If the regulatory process is failing to prevent unsafe medical devices from reaching the market, something needs to be done. The way I see it, investigative journalists will always have their limitations.
But, by exposing the flaws, and warning consumers and patients, pressure builds up through the political process to crack down the regulatory bodies so improve the approval process.
The problem is the understanding of what an unsafe medical devices is. Medical devices regulations do not require 100 % safe medical devices because this is impossible to achieve. They usually require devices whose benefits outweigh their risks. This is a complex issue which require understating of factos such as the types and magnitudes of benefits the device offer, likelihood of patients experiencing one or more benefits, patient perspective on benefit, how alternatives solutions are in relation to the proposed device, including availability, besides factors related to risk (and these are only a few factors I mentioned). And also post-marketing surveillance considerations for all of these.
This means in practice that medical devices will have risks, including side effects. My concern is that most of the discussion (and I cite again the Netflix documentary) seem to focus only on the part of side effect and adverse events, without considering the myriad of other factors that have to be taken into account to decide if a device is safe or not (and most of the time this is because either the people discussing do not understand the regulations, or lack information or all the factors, or both - the latter is usually the case) and thus it's not a real technical discussion.

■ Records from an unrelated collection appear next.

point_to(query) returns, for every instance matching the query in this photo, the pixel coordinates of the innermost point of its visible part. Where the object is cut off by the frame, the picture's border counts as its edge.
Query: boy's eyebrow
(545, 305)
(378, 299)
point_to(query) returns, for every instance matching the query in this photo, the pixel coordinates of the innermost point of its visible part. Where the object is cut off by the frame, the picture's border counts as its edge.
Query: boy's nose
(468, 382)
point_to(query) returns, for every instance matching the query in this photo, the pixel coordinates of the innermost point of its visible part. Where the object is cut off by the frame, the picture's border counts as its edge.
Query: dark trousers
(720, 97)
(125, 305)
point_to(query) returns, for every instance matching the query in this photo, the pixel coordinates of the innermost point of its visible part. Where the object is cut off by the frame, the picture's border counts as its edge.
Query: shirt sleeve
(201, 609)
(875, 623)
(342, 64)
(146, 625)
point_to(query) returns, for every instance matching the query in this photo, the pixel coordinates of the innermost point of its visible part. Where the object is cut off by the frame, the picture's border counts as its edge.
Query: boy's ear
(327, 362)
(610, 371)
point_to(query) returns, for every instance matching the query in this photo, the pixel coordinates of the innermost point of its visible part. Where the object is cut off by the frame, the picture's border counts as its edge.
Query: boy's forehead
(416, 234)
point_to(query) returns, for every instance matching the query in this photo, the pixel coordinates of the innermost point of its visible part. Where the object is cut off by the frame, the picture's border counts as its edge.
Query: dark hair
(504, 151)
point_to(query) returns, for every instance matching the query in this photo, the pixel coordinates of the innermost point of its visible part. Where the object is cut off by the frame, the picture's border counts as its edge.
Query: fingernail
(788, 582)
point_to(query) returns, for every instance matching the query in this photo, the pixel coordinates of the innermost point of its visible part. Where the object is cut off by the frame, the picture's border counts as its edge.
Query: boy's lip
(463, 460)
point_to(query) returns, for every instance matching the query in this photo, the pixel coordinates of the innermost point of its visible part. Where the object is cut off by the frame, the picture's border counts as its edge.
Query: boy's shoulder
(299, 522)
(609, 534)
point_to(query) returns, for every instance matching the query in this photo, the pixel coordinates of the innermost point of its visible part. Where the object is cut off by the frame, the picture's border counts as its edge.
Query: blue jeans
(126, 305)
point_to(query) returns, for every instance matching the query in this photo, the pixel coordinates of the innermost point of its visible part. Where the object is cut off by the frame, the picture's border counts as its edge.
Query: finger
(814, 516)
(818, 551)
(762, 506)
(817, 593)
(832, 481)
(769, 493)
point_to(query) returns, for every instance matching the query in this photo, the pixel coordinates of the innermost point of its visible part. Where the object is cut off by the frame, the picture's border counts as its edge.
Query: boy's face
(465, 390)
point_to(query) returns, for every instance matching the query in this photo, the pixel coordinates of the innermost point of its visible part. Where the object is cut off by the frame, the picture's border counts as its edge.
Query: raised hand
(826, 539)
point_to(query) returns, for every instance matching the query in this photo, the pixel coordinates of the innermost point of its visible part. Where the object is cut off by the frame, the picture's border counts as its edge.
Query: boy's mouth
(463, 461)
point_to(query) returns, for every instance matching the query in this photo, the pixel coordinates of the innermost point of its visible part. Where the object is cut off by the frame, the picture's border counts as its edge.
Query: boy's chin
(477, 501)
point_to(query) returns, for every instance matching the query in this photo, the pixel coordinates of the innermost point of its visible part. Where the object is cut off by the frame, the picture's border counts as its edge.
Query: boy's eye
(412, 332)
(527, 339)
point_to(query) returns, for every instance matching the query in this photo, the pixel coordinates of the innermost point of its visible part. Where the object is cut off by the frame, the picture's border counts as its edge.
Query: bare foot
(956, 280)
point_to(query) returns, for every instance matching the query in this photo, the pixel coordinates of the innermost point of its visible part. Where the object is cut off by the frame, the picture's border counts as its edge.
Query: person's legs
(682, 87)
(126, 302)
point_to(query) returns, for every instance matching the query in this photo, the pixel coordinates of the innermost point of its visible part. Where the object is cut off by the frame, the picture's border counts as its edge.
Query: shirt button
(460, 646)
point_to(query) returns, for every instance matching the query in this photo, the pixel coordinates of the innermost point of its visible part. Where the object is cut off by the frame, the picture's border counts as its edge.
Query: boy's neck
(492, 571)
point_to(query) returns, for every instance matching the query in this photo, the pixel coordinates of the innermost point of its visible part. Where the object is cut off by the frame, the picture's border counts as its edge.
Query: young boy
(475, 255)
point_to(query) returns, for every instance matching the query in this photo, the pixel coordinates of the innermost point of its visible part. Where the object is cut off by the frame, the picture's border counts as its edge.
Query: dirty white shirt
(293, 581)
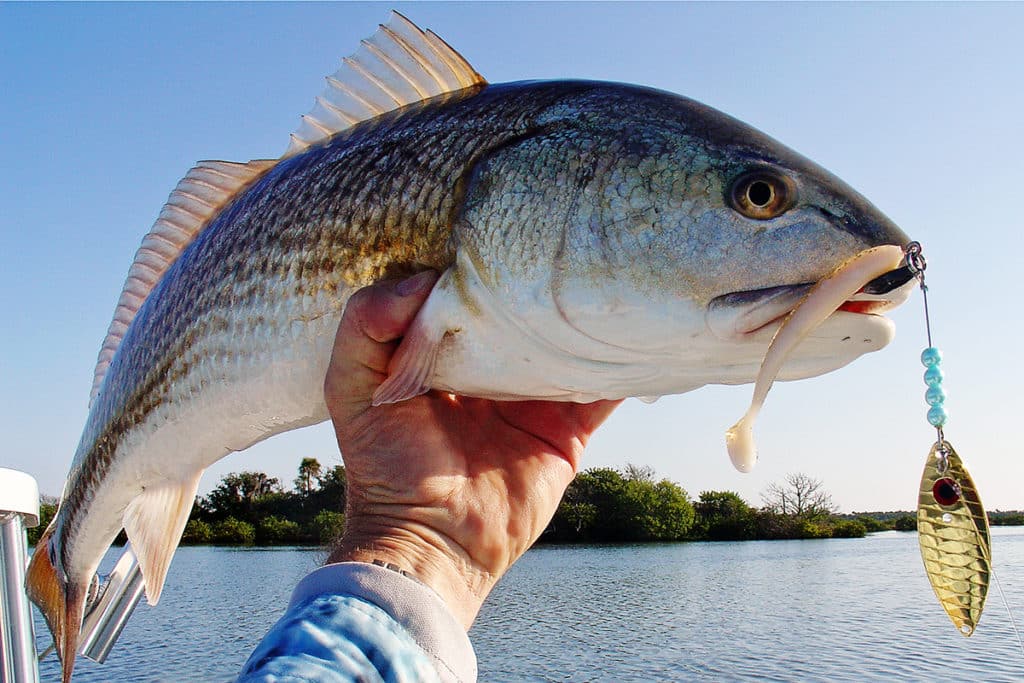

The current situation related to the Medical Devices Notification Bodies, all stretched for resources and under increased oversight is due, in part, to similar exposés of the abuses made in some eastern european countries and the lack of proper monitoring onto some shady NB’s.
Yes (although it's really a small part, but who do not follow the historical development of the regulations or understand the regulations tend to think that they played a bigger part than they really have), however, this is not the same as the situation I mentioned before. For once, Notified Bodies are not responsable for defining if a device is safe or not. They are responsible for verifying if a conformity assessment process was followed. For most this seems like the same, but it's not the same and is part of the problems mentioned (such as the PIP and eastern european countries).
I'm not saying that investigations and exposés are not necessary (I think they are), but when you make those, the discussion is more complex that it seems.